Atualmente, 100 milhões de pessoas não têm rede de esgoto. Também falta água potável para 35 milhões, segundo ranking divulgado neste ano pelo Instituto Trata Brasil, com base nos indicadores de 2021 do Sistema Nacional de Informações sobre Saneamento.
Mas não é apenas a insatisfação sobre os decretos que alimenta o movimento. Segundo fontes ouvidas pela reportagem, um forte catalisador é o aborrecimento de Lira com a situação em municípios de seu reduto político em Alagoas. O Estado é governado por Paulo Dantas, sucessor de Renan Filho (MDB), que é ministro dos Transportes de Lula. O clã político da família Calheiros rivaliza com o de Lira.
O incômodo levou o deputado a defender a revisão da lei publicamente em 15 de março, antes da publicação da nova regulamentação pelo governo. “A vontade do Parlamento é sempre fazer lei que atenda a todos. Partindo da minha Casa queria tentar ajustar essa lei”, disse em evento das companhias privadas de saneamento, contrárias a mudanças no marco legal.
Um dos principais problemas para Lira, segundo interlocutores, está na tentativa de viabilizar o leilão de saneamento do Corseal, consórcio criado em janeiro de 2022 com 28 municípios alagoanos, entre eles Arapiraca. Eles não entraram nos blocos de regionalização de água e esgoto formatados pelo governo do Estado. Muitos optaram por ficar de fora por questões políticas, já que as unidades regionais, e seus respectivos leilões de saneamento, foram organizados pela gestão de Renan Filho.
Mas há obstáculos para destravar a licitação desse novo bloco, que é independente. As regras atuais só reconhecem consórcios de municípios como formas de regionalização quando o governo estadual não tomou a iniciativa de montar blocos de saneamento, o que não é o caso de Alagoas. Há ainda dúvidas jurídicas por Arapiraca integrar uma região metropolitana.
“A gente promoveu os principais leilões nas mãos dos governos estaduais, e isso causou problemas em regiões de consórcios, metropolitanas e de outras áreas. Precisa ajustar”, disse Lira em entrevista à GloboNews, indicando que pretende mexer na lei para superar o entrave em seu Estado. O imbróglio, que mexe com prefeitos aliados, tem repercussões políticas para o presidente da Câmara.
Além disso, cidades como Arapiraca também precisariam da produção de água da Casal, estatal de saneamento de Alagoas. Em outra ponta, os prefeitos terão de encerrar o atual contrato com a empresa pública, além da PPP entre a Casal e a Iguá que serve Arapiraca e outras nove cidades. Isso irá gerar uma indenização a ser paga pelos municípios.
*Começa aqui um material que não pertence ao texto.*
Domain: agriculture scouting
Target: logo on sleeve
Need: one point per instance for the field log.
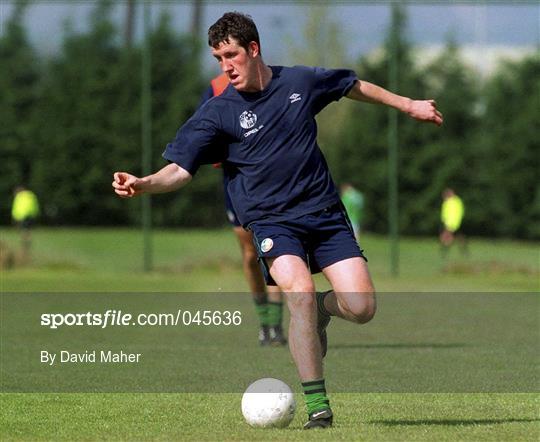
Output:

O ponto preocupa o mercado. Há receio de que a rediscussão da lei sirva para parlamentares mudarem o sistema de indenização das estatais quando há nova licitação. A avaliação é que, se ficarem sem receber após terem seus contratos rompidos, as empresas públicas irão judicializar e, na prática, paralisar os leilões de saneamento.
Deputados ligados ao setor que defendem a rediscussão da lei, dizem, contudo, que não há espaço para mudar as regras de indenização. A questão afeta não só o saneamento como todo o setor de infraestrutura.